The British economy is weak and internet shopping on the rise but he blames super-rich foreign buyers who have snapped up homes in his Belgravia neighborhood, one of the world’s most affluent, leaving them empty for much of the year.

The wealthy including from the Middle East and Eastern Europe have poured money into luxury properties in places such as Mayfair and Knightsbridge, seen as safe investments during the financial crisis and footholds in a dynamic city.

Many are rarely visited by their owners, leaving parts of important economic areas deserted, squeezing local businesses already suffering in tough trading conditions.

The investment has helped estate agents, house sellers and those providing services to the owners when they are in town.

But others complain it has pushed up prices, making it harder for locals buy homes, widening the gap between the richest and poorest in London and damaging the fabric of local communities.

Several politicians say they are worried about the trend and are looking into the economic fallout.

“It (the local area) is in danger of becoming a ghost city because there aren’t enough people here all the time,” said Zambra, who bought the H.R. Stokes shop in 1989.

Overseas buyers of high-end London homes accounted for 38 percent of deals last year compared with 23 percent in 2005, data from property consultant Savills (SVS.L ) shows.
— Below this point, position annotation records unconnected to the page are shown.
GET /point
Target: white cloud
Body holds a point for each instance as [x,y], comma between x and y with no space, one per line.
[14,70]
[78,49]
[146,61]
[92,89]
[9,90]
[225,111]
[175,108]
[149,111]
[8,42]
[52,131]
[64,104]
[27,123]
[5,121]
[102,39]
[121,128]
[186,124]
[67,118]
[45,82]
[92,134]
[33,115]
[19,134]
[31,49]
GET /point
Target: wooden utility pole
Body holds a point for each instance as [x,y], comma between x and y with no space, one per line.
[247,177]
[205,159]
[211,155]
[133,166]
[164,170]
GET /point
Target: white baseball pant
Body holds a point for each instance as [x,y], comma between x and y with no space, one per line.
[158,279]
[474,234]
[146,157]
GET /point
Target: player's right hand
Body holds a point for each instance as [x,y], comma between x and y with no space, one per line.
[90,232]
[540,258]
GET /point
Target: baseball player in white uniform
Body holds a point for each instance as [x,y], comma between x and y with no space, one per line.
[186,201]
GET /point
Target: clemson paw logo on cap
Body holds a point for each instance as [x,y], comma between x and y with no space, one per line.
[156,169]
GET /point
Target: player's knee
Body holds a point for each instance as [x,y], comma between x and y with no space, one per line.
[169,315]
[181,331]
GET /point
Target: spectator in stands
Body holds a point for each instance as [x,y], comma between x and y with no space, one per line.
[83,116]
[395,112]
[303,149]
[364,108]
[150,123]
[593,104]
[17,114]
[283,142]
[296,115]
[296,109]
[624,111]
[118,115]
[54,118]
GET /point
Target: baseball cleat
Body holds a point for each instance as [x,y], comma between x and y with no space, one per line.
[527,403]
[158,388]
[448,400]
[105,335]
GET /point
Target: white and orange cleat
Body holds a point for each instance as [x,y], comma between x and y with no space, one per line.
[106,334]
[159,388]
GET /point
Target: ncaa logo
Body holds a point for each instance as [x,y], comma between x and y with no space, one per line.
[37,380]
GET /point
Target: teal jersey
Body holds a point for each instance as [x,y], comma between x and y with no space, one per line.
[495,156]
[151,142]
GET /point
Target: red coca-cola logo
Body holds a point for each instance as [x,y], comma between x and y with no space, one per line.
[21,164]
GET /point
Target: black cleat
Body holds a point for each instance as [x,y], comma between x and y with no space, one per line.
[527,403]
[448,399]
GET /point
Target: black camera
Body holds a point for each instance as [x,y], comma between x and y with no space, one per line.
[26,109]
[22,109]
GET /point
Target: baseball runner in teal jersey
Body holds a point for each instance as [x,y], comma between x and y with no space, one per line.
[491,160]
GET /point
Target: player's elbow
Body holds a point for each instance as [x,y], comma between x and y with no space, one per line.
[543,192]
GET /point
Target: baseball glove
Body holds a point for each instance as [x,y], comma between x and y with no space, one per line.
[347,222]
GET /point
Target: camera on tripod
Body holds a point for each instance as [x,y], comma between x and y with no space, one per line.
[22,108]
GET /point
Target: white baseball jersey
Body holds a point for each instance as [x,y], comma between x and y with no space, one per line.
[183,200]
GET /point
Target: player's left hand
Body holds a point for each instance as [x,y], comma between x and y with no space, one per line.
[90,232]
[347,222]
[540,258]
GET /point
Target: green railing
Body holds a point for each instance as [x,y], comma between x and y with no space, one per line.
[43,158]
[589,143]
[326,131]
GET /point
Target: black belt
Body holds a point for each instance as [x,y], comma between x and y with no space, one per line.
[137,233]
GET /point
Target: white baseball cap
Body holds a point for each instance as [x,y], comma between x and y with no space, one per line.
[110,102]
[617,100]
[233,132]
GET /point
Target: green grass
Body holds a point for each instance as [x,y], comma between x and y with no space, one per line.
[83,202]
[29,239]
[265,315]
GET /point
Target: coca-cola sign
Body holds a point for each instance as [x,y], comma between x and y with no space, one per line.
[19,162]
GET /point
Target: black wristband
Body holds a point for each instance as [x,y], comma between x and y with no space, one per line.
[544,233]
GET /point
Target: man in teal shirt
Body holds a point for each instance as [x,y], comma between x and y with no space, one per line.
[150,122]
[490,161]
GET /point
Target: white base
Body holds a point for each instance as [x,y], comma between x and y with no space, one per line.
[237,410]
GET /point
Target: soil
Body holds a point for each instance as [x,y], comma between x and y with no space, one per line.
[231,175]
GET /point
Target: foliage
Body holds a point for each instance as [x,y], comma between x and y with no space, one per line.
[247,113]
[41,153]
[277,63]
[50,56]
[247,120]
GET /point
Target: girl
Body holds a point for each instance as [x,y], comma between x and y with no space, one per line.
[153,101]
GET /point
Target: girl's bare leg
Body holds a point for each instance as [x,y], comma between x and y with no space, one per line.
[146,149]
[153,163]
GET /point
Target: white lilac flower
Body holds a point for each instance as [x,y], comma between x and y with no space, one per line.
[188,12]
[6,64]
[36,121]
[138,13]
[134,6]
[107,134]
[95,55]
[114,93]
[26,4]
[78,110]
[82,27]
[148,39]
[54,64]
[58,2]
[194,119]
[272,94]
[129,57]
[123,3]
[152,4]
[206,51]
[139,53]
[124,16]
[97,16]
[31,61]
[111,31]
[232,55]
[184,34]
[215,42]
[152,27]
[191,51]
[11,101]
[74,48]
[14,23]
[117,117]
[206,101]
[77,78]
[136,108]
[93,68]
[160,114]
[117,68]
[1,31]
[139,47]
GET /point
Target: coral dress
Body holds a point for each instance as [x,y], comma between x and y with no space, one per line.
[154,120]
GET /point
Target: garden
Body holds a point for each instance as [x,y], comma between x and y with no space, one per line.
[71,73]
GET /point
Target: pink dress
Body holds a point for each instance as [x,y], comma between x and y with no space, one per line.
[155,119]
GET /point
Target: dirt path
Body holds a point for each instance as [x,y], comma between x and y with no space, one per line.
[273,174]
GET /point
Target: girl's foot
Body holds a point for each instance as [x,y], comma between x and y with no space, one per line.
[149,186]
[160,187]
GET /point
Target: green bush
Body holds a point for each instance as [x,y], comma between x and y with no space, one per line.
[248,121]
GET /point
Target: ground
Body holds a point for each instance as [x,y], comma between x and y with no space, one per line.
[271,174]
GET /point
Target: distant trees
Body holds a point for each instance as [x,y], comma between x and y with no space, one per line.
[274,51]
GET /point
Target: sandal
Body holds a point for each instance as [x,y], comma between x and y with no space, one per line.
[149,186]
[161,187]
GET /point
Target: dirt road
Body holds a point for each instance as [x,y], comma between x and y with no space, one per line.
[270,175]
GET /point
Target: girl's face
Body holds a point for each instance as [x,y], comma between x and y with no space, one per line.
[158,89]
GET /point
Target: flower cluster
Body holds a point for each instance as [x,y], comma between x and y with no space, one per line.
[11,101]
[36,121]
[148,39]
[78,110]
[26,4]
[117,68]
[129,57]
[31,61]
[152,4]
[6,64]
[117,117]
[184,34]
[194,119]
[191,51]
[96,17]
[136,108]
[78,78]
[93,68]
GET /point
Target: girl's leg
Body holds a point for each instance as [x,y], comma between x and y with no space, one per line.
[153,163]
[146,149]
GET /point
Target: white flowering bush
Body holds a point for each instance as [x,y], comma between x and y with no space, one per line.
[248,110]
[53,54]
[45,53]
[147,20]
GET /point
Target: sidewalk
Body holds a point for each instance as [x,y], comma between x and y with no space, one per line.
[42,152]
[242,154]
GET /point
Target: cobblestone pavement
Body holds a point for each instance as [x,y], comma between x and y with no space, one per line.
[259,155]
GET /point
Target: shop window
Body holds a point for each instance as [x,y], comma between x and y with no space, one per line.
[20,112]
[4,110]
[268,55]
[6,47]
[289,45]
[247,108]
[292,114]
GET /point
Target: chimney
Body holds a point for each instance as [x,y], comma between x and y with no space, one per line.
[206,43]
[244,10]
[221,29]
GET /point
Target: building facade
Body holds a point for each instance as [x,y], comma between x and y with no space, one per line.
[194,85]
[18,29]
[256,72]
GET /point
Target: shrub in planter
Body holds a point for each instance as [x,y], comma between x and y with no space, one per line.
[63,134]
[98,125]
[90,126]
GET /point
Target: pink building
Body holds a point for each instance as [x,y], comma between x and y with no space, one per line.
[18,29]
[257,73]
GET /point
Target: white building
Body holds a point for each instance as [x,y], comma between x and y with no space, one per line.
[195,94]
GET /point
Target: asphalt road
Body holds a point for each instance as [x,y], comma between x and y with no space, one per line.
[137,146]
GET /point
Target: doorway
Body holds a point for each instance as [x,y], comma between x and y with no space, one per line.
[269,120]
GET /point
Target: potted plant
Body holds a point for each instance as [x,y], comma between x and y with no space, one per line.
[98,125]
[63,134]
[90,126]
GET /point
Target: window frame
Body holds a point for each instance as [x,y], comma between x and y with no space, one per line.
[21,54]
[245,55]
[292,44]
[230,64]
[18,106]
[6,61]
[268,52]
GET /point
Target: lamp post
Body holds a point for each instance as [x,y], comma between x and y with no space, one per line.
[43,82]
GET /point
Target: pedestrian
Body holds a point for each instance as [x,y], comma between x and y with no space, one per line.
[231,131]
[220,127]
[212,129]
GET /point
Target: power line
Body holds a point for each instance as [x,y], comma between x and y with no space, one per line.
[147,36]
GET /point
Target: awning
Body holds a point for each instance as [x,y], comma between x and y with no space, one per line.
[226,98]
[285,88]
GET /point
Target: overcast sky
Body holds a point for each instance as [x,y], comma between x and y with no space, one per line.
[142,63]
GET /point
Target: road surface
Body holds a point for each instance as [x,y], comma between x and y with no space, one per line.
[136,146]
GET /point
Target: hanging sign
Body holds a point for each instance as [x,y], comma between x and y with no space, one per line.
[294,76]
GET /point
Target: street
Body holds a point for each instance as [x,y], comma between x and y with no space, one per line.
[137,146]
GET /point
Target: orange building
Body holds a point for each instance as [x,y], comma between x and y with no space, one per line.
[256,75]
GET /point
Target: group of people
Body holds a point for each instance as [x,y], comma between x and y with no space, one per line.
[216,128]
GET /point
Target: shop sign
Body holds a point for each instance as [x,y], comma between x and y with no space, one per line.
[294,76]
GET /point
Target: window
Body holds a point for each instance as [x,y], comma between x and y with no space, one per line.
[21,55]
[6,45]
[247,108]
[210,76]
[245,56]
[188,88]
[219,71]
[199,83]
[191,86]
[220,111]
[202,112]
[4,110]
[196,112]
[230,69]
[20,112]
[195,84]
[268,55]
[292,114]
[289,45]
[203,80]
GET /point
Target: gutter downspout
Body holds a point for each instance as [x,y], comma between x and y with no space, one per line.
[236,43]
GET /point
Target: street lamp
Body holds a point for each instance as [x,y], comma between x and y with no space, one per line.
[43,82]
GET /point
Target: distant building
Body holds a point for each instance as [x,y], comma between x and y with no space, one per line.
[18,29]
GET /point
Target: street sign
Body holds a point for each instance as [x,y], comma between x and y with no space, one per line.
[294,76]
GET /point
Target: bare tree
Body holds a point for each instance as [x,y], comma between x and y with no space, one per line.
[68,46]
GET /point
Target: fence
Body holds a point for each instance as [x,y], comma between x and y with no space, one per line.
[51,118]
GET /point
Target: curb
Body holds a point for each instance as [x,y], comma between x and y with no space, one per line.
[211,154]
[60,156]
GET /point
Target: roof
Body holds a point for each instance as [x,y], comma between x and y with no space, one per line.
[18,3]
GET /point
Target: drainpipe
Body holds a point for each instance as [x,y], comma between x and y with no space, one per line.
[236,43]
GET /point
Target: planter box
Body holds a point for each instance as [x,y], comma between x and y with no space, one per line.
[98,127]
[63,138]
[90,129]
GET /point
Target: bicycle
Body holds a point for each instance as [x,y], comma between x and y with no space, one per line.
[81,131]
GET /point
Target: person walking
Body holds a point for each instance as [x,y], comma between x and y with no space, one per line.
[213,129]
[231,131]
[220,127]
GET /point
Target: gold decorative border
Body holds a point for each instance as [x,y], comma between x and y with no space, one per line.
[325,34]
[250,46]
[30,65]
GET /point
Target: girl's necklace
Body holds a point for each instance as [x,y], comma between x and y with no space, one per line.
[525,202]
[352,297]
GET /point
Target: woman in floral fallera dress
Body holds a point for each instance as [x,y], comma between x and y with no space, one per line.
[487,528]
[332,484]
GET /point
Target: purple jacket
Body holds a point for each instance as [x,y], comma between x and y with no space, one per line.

Just over half were for use as a main home.

The figure for non-British buyers rises to 65 percent for homes worth more than five million pounds ($7.7 million) and 85 percent for new-build properties in the same price bracket.

Exacerbating the problem for retailers is a surge in the number of conversions of offices into more lucrative residential use, which further cuts passing custom. Figures from property consultant H2SO show a 168 percent rise in the amount of office floor space lost to residential last year versus 2011.

It has not dented steadily rising sales and footfall in top areas like Oxford Street or Regent Street, which ensures overall vacancy rates in London’s wealthiest postcodes are below the wider averages for the city and rest of the country.

But not far from the bright lights and tourists of these world-famous shopping strips, the outlook is gloomier.

Reuters spoke to more than a dozen retailers in such areas across Mayfair, Knightsbridge, Belgravia, Earl’s Court and Kensington and Chelsea who said custom was falling and most expressed concern about the effects of empty homes.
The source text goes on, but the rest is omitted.